Link Extraction

Topics: User Forum
Jun 11, 2010 at 12:45 PM
Edited Jun 11, 2010 at 12:45 PM
Hello, I just started today using HAP and already can see how powerful it is. Thank you for making it :) Naturally I have a question :) I was playing with table extraction, and I have made some progress already. I need to extract some data from (Movies). I experimented a lot and found out that following piece of code will display table that contain actors. /code HtmlWeb web = new HtmlWeb(); HtmlDocument HD = web.Load(""); foreach (HtmlNode table in HD.DocumentNode.SelectNodes("//table[@class=\"cast\"]")) { MessageBox.Show(" ACTORS:" + table.InnerText); } /code Now I am facing a big roadblock. Let me try to explain. The link that i wrote above (robocop btw), which is Is the link that I received after performing a search. If I go to, I must do a search. That is easy. After I do search, I am given another page that has many links. Both relevant and irrelevant ones. There is a pattern there, If I search for Robocop, that second screen will give several versions of robocop movies. I am interested in the first link. It even has name Robocop in it. How do I automatically click that link so it can take me to the other page where I can play with agility pack some more. I was thinking to extract that link, but I failed miserably at that. Can some help me with that? Thank you very much.

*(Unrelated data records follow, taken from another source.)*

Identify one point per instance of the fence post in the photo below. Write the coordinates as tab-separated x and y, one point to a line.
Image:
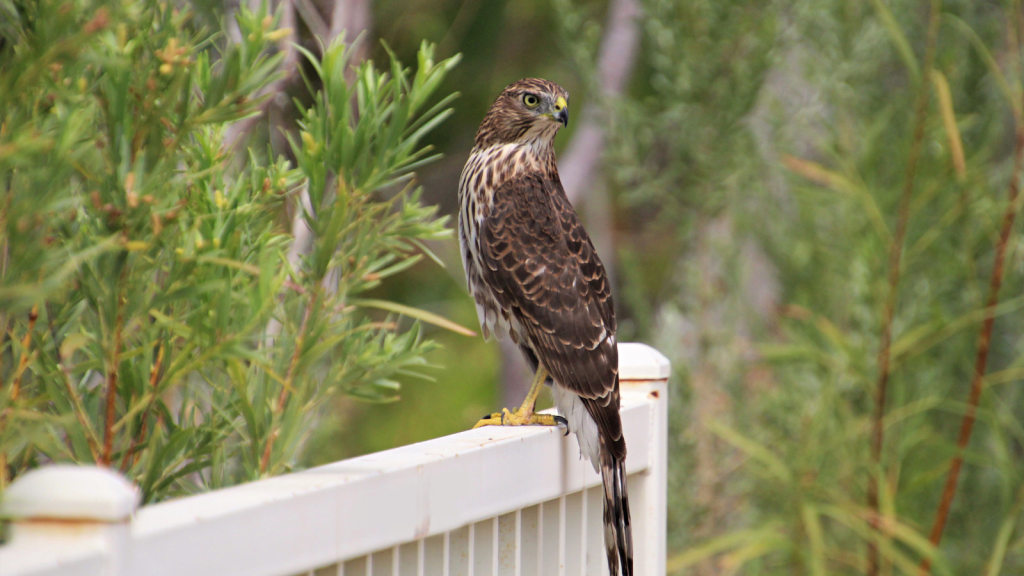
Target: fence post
644	369
68	516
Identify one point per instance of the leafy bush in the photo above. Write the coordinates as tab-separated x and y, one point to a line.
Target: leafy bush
793	149
152	317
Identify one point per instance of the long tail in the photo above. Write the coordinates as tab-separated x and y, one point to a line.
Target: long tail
617	529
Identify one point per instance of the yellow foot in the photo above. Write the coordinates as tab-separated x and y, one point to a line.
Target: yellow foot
519	418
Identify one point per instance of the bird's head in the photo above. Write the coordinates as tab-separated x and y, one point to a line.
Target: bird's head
528	111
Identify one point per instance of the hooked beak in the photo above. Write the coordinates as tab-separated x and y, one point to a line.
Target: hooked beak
561	111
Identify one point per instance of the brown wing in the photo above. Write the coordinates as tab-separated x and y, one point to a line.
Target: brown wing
543	269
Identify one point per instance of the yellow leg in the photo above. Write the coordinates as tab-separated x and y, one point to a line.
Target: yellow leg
524	415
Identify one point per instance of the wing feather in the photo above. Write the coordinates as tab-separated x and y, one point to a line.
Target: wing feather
543	268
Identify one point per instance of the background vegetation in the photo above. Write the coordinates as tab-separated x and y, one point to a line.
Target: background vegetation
835	177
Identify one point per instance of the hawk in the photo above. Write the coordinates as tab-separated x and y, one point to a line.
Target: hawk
536	278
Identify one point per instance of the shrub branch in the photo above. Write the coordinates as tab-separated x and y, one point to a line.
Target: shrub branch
984	344
895	256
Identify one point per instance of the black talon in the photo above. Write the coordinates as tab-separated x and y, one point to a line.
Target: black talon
564	422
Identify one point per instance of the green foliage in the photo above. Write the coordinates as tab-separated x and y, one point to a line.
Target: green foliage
152	317
772	139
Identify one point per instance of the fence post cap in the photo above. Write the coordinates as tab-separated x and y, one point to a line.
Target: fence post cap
70	492
640	362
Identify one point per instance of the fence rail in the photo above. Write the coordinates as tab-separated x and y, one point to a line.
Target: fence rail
492	501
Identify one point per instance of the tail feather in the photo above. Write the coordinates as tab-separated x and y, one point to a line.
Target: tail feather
617	528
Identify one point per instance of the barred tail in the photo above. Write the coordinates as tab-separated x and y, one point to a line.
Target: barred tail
617	529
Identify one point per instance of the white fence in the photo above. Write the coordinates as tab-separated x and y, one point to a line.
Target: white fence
493	501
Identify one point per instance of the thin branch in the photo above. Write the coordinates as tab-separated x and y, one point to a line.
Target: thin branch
129	460
23	363
984	344
112	386
895	253
614	66
80	415
279	408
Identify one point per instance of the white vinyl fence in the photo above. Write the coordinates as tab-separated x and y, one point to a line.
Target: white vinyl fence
493	501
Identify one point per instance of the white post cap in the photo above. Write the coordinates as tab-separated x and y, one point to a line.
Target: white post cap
640	362
71	492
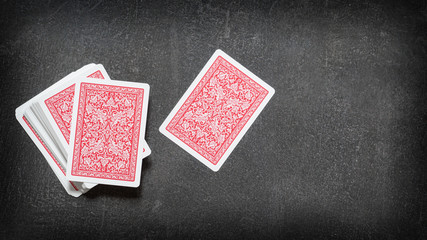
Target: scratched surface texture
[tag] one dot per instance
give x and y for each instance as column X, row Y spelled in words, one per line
column 339, row 152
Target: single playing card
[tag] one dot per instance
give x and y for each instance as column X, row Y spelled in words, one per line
column 217, row 110
column 107, row 132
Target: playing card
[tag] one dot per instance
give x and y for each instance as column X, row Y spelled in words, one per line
column 52, row 154
column 107, row 132
column 217, row 110
column 57, row 105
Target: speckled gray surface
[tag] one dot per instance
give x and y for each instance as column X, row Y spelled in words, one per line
column 339, row 152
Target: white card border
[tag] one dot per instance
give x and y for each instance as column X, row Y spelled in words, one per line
column 142, row 150
column 193, row 85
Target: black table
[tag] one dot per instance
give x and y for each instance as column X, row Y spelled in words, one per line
column 339, row 151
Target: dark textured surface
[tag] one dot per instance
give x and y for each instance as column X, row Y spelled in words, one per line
column 339, row 152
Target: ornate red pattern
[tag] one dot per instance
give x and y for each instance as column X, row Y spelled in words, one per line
column 217, row 110
column 107, row 132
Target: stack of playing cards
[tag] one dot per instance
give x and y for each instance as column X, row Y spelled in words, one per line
column 217, row 110
column 90, row 129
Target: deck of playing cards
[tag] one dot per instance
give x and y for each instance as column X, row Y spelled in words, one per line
column 217, row 110
column 90, row 129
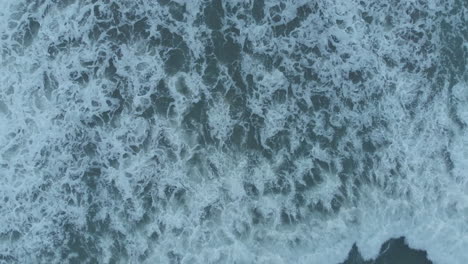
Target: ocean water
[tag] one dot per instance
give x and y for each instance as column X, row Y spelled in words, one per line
column 171, row 131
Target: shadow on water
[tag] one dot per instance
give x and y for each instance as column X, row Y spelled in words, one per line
column 393, row 251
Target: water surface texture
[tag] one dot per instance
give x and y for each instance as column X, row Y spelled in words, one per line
column 259, row 131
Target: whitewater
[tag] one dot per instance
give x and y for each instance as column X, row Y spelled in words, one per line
column 261, row 131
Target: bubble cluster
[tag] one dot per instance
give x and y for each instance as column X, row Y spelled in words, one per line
column 217, row 131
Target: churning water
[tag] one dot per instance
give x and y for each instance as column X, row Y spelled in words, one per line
column 159, row 131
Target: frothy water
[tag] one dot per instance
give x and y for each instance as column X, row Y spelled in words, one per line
column 232, row 131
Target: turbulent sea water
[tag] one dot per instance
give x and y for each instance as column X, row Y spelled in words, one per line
column 318, row 131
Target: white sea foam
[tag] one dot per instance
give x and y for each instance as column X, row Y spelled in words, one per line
column 288, row 138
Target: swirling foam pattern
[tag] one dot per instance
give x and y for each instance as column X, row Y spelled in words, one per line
column 232, row 131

I am sorry if the text I wrote is hard to understand.
Jun 11, 2010 at 12:47 PM
OMG What happened with my spaces?!?! I don't usually write like that.
Jun 15, 2010 at 1:21 PM

You must pick exact xpath query. You can use different xpath expressions, using axis, functions, indexes.

For example, in your case you can use:

select 'td', which inner text is '1.', then select next 'td' and get inner 'a' node

It's not the best, but first match will hit Robocop 1987.

Did I understood your question right?


Jun 15, 2010 at 1:26 PM

Thank you very much for answering. Yes, I believe you did understand my question.


I will play with your code and let you know did it work :)



Thank you again